如果您使用3D编程，请使用库和矩阵。如果不是，这应该在math.stackexchange.com上。我的建议是先找到旋转算法，例如，可能会有帮助。我不明白。x、y和z轴是测量3个坐标的对象。你似乎把任意向量称为“xaxis”等等，为什么？你对整个问题的描述听起来像是在试图让自己听起来“正确”，而没有真正思考自己在做什么以及事情的含义。如果你能澄清你真正想要的是什么，那么我怀疑解决方法会很简单，但目前它只是一团混乱。@Drise:所以最终你的问题是你想把一个向量围绕另一个向量旋转一定角度。
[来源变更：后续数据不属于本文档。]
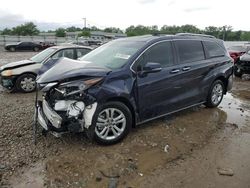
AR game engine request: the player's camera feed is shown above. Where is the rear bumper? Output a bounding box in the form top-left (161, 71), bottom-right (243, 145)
top-left (227, 75), bottom-right (233, 91)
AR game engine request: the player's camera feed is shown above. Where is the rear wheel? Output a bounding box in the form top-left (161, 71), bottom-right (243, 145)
top-left (16, 74), bottom-right (36, 93)
top-left (87, 102), bottom-right (132, 145)
top-left (205, 80), bottom-right (225, 108)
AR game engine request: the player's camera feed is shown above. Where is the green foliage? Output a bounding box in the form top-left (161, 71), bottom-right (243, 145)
top-left (11, 22), bottom-right (39, 36)
top-left (66, 26), bottom-right (82, 32)
top-left (126, 25), bottom-right (159, 36)
top-left (55, 28), bottom-right (66, 37)
top-left (0, 22), bottom-right (250, 41)
top-left (78, 30), bottom-right (90, 37)
top-left (103, 27), bottom-right (123, 33)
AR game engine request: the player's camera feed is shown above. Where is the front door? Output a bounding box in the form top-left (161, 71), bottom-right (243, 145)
top-left (136, 41), bottom-right (186, 121)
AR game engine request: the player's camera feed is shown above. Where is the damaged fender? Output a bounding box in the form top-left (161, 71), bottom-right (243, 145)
top-left (83, 102), bottom-right (97, 129)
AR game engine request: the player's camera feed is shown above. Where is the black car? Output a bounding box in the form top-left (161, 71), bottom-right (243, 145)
top-left (34, 34), bottom-right (233, 144)
top-left (234, 51), bottom-right (250, 77)
top-left (5, 42), bottom-right (43, 52)
top-left (0, 45), bottom-right (92, 93)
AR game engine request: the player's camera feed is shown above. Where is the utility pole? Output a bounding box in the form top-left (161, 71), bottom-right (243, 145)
top-left (82, 18), bottom-right (87, 29)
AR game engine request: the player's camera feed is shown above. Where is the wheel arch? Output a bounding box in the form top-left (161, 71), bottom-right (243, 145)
top-left (106, 97), bottom-right (136, 128)
top-left (212, 75), bottom-right (228, 94)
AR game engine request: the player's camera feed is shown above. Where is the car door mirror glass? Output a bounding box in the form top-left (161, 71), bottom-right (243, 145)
top-left (143, 62), bottom-right (162, 73)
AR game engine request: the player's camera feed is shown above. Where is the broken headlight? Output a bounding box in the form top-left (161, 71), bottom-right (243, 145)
top-left (55, 78), bottom-right (103, 96)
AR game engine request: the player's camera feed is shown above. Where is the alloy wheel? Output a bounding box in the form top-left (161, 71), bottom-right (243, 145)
top-left (95, 108), bottom-right (126, 140)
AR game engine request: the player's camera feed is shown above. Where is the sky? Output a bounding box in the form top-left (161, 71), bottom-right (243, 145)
top-left (0, 0), bottom-right (250, 31)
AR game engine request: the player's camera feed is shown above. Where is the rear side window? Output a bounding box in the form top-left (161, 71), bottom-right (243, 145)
top-left (203, 41), bottom-right (225, 58)
top-left (144, 41), bottom-right (173, 67)
top-left (175, 40), bottom-right (205, 63)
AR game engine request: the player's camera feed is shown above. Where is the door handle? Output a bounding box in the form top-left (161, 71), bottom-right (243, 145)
top-left (170, 69), bottom-right (180, 74)
top-left (182, 67), bottom-right (191, 71)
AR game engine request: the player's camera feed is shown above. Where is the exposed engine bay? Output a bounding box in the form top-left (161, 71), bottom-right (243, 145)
top-left (35, 79), bottom-right (100, 137)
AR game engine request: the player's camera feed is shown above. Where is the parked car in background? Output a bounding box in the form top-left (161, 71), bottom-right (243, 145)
top-left (0, 46), bottom-right (92, 92)
top-left (34, 34), bottom-right (233, 144)
top-left (234, 51), bottom-right (250, 77)
top-left (227, 45), bottom-right (250, 63)
top-left (39, 42), bottom-right (56, 49)
top-left (5, 42), bottom-right (43, 52)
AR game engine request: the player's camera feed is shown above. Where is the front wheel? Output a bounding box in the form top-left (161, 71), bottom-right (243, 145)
top-left (87, 102), bottom-right (132, 145)
top-left (205, 80), bottom-right (225, 108)
top-left (10, 47), bottom-right (16, 52)
top-left (16, 74), bottom-right (36, 93)
top-left (234, 66), bottom-right (243, 78)
top-left (33, 47), bottom-right (39, 52)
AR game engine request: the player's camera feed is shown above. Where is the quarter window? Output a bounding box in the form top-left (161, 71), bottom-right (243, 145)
top-left (175, 40), bottom-right (205, 63)
top-left (203, 41), bottom-right (225, 58)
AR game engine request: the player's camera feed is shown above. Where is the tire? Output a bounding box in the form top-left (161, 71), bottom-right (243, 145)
top-left (33, 47), bottom-right (39, 52)
top-left (234, 66), bottom-right (243, 78)
top-left (205, 80), bottom-right (225, 108)
top-left (86, 102), bottom-right (132, 145)
top-left (16, 74), bottom-right (36, 93)
top-left (10, 47), bottom-right (16, 52)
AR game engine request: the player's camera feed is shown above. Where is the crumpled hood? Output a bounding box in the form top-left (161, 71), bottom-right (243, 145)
top-left (240, 53), bottom-right (250, 61)
top-left (37, 58), bottom-right (111, 84)
top-left (1, 60), bottom-right (35, 71)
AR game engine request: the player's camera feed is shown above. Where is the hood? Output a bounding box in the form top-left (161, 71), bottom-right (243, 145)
top-left (37, 58), bottom-right (111, 84)
top-left (5, 42), bottom-right (20, 47)
top-left (240, 53), bottom-right (250, 61)
top-left (1, 60), bottom-right (35, 71)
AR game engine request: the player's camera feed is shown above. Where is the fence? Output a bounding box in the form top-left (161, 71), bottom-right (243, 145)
top-left (0, 35), bottom-right (90, 46)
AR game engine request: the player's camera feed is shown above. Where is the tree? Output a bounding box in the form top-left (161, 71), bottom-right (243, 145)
top-left (103, 27), bottom-right (123, 33)
top-left (66, 26), bottom-right (81, 32)
top-left (11, 22), bottom-right (39, 36)
top-left (1, 28), bottom-right (12, 35)
top-left (56, 28), bottom-right (66, 37)
top-left (78, 30), bottom-right (90, 37)
top-left (126, 25), bottom-right (159, 36)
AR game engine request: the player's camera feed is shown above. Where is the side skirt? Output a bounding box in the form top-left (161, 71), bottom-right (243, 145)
top-left (136, 101), bottom-right (206, 125)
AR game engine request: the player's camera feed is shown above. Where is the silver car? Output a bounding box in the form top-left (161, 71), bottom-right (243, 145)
top-left (0, 46), bottom-right (92, 93)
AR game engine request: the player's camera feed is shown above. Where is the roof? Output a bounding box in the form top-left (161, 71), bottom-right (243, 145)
top-left (50, 44), bottom-right (93, 50)
top-left (114, 33), bottom-right (220, 43)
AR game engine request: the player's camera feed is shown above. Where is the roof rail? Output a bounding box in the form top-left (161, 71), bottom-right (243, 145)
top-left (176, 33), bottom-right (216, 38)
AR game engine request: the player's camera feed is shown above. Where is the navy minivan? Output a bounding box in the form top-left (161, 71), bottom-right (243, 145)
top-left (35, 33), bottom-right (233, 144)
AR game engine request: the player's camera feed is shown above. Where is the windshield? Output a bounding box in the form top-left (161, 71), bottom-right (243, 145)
top-left (30, 48), bottom-right (57, 63)
top-left (79, 40), bottom-right (145, 69)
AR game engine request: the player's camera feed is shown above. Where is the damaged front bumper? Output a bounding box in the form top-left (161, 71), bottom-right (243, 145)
top-left (36, 99), bottom-right (97, 137)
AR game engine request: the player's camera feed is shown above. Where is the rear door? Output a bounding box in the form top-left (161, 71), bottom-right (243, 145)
top-left (174, 40), bottom-right (209, 108)
top-left (136, 41), bottom-right (187, 121)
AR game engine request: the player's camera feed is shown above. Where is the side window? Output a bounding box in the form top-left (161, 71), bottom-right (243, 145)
top-left (143, 41), bottom-right (173, 67)
top-left (76, 48), bottom-right (90, 58)
top-left (203, 41), bottom-right (225, 58)
top-left (175, 40), bottom-right (205, 63)
top-left (51, 49), bottom-right (74, 59)
top-left (20, 42), bottom-right (28, 46)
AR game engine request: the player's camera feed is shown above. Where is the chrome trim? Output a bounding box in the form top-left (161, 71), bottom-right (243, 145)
top-left (136, 101), bottom-right (206, 125)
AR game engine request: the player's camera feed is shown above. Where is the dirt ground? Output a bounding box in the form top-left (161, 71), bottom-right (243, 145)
top-left (0, 49), bottom-right (250, 188)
这称为旋转的轴角表示，有一种简单的方法可以使用斜对称矩阵将其转换为矩阵旋转。出于某种原因，他们在维基百科上的“斜对称矩阵”文章中没有提到它，但在文章下面确实有它。@Drise:你应该使用
struct
而不是数组，这样你就可以编写
xaxis.x
而不是
xaxis[0]
。另外，我认为您打算在编写
xaxis
的任何地方使用
zaxis
。Q的设置看起来是正确的（虽然通常在处理矩阵时，我们先放行号，然后是列号，而不是相反），但下面的所有内容都是不需要的-wikipedia上该部分的下半部分描述了如何从旋转矩阵-->轴角度开始，这与您无关。你缺少的是将旋转矩阵乘以你想要旋转的向量。我不确定这里的问题是什么。我已经有一段时间没有使用这段代码了，但当我上次使用它时，它确实起了作用。